GPs rated patients (n = 442) as having probable (GP assessed 10%) or definite (formally assessed 7%) mental health difficulties pre-hospitalisation. Post-hospitalisation the prevalence of probable cases increased significantly to 19% (OR = 4.3, 95% CI 2.1-10.2, P < 0.001). In multivariate analysis, only smoking at index hospitalisation was associated with being assessed as a new case of probable/formal mental health difficulties (RR = 2.1, 95% CI 1.3-3.4, P = 0.003). Forty-seven percent of cases were prescribed some medication for this problem.

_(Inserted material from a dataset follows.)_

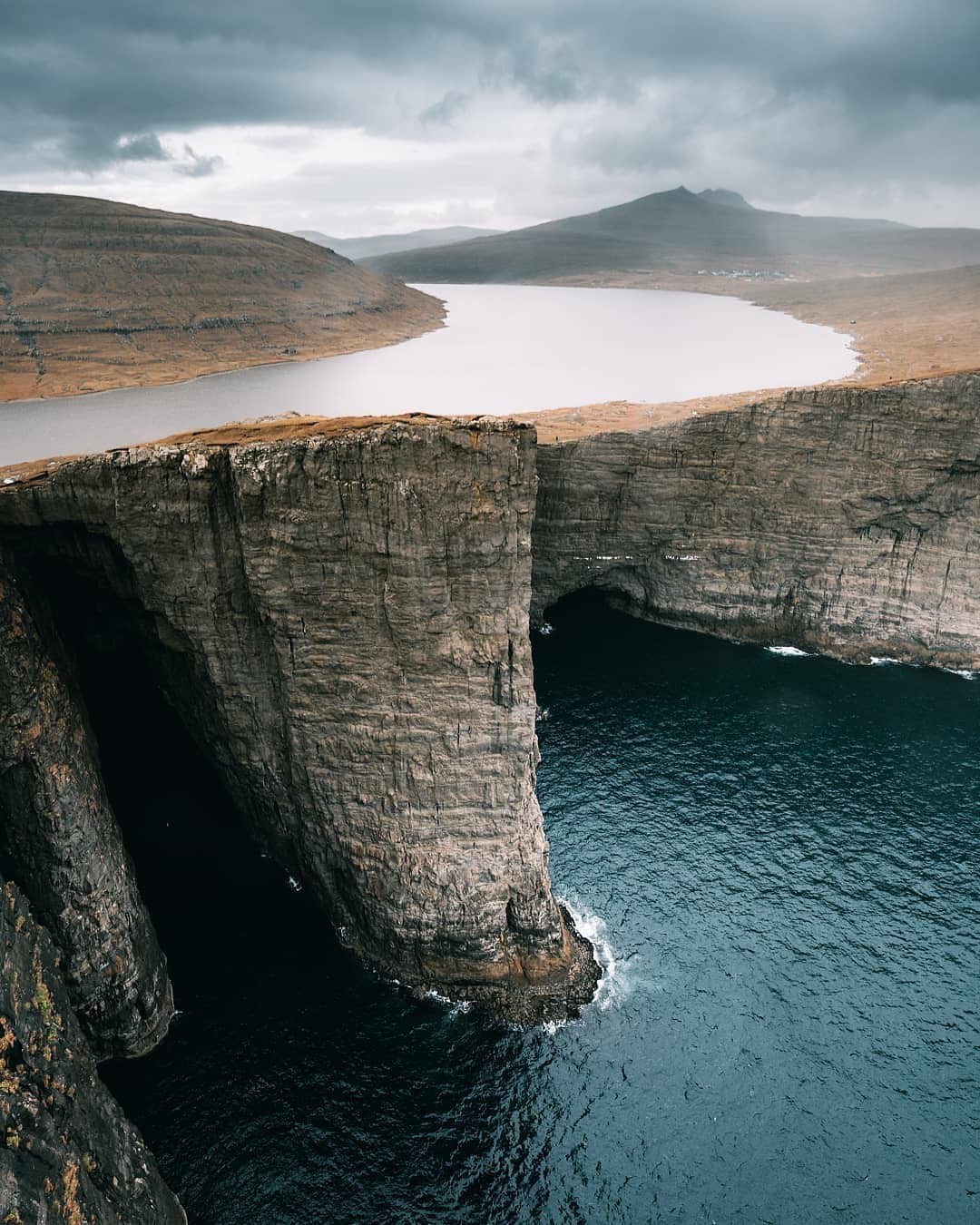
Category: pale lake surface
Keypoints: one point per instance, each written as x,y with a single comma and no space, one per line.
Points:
506,349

GPs recorded a significant increase in mental health difficulties in ACS patients 12 months after hospitalisation, with smoking used as an indicator of new cases.
全科医生(GPs)通常是急性冠状动脉综合征(ACS)后首批评估心理健康问题的人。
确定全科医生是否观察到ACS患者住院一年后心理健康问题有所增加。
邮寄调查。
全科医生将患者(n = 442)评定为住院前可能存在(全科医生评估为10%)或肯定存在(正式评估为7%)心理健康问题。住院后,可能病例的患病率显著增加至19%(比值比=4.3,95%置信区间2.1 - 10.2,P < 0.001)。在多变量分析中,仅住院时吸烟与被评估为可能/正式心理健康问题的新病例相关(风险比=2.1,95%置信区间1.3 - 3.4,P = 0.003)。47%的病例针对此问题开具了某种药物。
全科医生记录到ACS患者住院12个月后心理健康问题显著增加,吸烟被用作新病例的指标。